Bird experts regularly promote black-oil sunflower seeds as the top single-seed option. Other seeds commonly used in bird feed mixes include safflower, thistle, millet, corn, peanuts, sorghum, flaxseed, and rapeseed. While you may not mind stunning sunflowers that will brighten your property popping up all over the place, plants like thistle are considered invasive in the United States, so you don't want them growing in your yard. Not only that, but allowing many different seeds to sprout up around your property can give it an unkempt look.

Choose your seed

If you're convinced that a single-seed approach is best for you and your local birds, how do you choose which type to invest in? There are two ways to go about this: consider what the regular visitors to your garden like to eat or research the seeds and grains the bird species you want to attract to your yard prefer.
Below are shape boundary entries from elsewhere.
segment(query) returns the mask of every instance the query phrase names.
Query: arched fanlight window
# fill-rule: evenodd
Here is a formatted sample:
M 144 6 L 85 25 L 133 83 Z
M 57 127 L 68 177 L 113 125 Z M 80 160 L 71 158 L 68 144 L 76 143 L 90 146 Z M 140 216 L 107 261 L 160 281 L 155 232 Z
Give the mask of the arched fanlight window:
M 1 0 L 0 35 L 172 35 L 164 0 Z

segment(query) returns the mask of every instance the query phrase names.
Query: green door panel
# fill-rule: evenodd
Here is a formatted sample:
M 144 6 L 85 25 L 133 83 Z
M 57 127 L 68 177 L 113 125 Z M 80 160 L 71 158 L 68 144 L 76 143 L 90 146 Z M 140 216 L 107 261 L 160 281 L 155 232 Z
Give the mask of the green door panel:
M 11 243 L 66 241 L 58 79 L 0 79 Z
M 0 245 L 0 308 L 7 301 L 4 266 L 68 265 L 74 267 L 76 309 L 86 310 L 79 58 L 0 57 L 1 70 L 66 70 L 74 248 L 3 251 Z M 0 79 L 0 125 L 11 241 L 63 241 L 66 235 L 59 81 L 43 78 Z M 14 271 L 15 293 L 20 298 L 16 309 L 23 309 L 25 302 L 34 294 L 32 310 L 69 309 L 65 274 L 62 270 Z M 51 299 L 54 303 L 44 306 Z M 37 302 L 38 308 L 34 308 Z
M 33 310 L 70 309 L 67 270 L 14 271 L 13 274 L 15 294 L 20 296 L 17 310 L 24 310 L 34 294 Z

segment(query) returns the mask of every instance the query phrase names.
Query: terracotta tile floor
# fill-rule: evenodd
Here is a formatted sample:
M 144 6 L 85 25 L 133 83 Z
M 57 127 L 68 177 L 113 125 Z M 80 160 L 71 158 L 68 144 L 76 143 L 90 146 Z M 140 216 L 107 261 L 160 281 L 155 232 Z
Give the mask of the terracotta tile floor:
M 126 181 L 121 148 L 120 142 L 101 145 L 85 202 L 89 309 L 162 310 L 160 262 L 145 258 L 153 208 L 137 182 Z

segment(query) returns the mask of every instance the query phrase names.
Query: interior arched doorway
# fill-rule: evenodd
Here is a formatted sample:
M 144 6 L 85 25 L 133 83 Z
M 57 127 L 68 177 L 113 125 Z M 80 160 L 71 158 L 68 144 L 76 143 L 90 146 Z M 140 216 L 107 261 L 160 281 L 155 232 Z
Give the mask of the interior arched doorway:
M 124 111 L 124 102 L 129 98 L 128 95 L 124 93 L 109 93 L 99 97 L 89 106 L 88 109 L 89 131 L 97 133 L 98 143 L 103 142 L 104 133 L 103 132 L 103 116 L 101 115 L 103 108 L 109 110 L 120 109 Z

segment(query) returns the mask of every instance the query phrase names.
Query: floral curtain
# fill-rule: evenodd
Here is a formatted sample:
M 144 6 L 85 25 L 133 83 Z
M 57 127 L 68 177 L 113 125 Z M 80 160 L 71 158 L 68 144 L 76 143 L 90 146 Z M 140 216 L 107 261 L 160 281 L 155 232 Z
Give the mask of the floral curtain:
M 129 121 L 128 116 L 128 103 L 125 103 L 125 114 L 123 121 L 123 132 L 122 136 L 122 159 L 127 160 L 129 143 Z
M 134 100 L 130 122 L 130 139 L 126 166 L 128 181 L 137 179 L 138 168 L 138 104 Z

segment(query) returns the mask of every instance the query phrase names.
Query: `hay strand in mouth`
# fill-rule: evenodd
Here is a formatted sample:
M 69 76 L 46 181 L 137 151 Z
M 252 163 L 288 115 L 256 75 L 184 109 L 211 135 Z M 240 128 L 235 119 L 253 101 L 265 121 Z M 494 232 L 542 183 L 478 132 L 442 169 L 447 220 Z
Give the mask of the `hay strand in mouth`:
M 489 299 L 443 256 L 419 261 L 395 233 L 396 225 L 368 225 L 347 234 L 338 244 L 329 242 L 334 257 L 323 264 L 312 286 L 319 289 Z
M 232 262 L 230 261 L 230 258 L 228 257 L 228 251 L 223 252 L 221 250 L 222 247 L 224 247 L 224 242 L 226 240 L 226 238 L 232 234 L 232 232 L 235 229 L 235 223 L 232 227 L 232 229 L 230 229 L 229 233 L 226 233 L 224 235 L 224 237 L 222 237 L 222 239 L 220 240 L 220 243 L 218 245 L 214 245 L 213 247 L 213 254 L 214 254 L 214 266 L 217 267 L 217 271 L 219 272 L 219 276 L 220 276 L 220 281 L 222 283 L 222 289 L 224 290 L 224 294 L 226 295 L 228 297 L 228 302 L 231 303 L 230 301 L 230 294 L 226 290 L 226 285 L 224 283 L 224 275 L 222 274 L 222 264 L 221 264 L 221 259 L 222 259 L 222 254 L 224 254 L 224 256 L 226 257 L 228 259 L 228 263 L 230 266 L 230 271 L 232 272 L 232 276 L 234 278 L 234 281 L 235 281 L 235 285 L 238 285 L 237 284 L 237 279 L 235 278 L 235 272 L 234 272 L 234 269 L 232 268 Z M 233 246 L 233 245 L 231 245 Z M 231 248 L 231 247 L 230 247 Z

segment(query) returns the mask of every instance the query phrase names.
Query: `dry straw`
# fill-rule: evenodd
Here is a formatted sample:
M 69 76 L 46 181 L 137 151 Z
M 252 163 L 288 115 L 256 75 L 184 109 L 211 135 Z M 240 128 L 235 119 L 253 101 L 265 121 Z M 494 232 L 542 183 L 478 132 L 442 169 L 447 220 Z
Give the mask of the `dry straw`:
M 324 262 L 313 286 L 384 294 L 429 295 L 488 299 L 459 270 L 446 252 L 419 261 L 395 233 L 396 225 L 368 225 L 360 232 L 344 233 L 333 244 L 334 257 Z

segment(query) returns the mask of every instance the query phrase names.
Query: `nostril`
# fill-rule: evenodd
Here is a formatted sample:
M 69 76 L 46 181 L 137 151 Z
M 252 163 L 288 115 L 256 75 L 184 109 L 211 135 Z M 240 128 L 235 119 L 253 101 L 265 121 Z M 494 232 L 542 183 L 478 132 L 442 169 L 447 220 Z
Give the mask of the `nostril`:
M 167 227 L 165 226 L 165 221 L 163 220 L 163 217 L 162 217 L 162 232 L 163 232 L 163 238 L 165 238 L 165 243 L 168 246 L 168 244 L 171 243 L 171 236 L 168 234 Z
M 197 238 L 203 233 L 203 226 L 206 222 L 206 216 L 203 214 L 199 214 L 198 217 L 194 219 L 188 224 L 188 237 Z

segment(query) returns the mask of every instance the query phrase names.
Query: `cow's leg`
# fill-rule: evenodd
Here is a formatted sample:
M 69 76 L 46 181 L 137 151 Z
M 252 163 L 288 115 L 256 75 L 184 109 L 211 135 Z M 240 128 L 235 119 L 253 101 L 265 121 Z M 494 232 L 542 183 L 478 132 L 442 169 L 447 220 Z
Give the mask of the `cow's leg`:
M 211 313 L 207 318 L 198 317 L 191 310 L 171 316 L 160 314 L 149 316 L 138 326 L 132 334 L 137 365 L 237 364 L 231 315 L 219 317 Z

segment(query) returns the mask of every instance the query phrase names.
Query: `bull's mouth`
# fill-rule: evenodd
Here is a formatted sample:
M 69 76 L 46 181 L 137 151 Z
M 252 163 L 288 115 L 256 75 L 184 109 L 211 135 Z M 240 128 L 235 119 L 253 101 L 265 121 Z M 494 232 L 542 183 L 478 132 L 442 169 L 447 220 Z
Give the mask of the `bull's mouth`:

For example, the American goldfinch eats hulled over unhulled sunflower seeds. Peanuts are a favorite of bluejays, chickadees, titmice, and woodpeckers.
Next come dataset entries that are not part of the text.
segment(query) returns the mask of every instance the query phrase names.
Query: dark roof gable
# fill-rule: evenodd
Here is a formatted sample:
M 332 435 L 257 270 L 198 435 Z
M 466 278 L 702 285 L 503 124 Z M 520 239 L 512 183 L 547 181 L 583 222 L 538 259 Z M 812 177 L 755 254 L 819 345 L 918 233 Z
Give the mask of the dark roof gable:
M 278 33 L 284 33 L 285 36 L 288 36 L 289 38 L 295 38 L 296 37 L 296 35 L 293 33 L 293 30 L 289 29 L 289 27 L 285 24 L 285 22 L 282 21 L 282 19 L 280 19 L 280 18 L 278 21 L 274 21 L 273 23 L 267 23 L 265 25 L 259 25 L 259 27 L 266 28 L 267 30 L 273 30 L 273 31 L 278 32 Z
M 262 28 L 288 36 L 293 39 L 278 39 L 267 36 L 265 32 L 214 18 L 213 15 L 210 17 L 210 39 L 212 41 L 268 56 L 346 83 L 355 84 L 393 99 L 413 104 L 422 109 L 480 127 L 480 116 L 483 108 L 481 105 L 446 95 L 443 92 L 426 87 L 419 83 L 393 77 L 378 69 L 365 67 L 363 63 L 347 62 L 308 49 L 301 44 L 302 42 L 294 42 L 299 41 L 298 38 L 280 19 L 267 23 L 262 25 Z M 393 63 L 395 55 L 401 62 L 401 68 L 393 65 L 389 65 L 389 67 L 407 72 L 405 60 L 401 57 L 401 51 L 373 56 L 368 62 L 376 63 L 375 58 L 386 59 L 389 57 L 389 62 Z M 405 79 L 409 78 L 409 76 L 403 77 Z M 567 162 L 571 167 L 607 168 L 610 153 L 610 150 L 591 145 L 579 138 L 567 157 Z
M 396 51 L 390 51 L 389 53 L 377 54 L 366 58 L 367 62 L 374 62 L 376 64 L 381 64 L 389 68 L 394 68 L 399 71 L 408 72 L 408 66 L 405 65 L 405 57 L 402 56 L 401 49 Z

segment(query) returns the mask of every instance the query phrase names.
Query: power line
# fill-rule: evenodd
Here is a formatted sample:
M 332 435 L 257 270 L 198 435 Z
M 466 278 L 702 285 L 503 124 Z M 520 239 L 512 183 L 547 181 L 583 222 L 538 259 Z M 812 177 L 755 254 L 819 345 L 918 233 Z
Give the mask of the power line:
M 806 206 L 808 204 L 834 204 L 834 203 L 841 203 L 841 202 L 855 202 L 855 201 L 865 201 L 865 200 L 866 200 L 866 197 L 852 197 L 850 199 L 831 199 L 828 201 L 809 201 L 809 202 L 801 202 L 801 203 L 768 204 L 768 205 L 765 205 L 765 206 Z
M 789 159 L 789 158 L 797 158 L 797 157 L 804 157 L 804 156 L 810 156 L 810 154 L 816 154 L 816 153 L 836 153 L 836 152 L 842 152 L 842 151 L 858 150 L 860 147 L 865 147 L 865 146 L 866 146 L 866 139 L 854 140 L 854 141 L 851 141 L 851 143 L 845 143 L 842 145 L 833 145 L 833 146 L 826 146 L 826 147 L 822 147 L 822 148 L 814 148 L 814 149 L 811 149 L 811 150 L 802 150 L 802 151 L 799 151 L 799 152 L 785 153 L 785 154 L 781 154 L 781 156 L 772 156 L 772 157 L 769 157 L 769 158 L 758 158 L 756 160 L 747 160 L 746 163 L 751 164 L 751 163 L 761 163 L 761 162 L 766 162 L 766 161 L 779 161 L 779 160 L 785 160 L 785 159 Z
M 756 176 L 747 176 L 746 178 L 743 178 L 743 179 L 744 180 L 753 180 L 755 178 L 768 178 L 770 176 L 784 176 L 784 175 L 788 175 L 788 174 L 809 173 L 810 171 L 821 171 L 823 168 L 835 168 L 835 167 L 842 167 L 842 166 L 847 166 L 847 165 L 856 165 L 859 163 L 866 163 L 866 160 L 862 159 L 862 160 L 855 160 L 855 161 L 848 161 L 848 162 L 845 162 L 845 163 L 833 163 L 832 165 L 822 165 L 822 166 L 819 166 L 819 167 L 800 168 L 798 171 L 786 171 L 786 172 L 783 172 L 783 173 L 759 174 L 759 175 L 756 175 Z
Though a bit more expensive than bird feed mixes, single-seed packs are still relatively affordable. Menards has 8-pound bags of Safflower Seed Premium Bird Food by Enchanted Garden for about $12 each. Another option is on Amazon, where you'll pay around $18 for 5 pounds of Happy Wings Black Oil Sunflower Bird Food. You could also beat the birds at their own game and cultivate your own bird seed — from corn to millet, most bird seed plant species are easy to grow. Place your feeder above those beds, and you'll never need to worry about how deep you should be planting your seeds again. Another option is to feed birds only during the winter, as fallen seeds are far less likely to sprout when outside temperatures are low.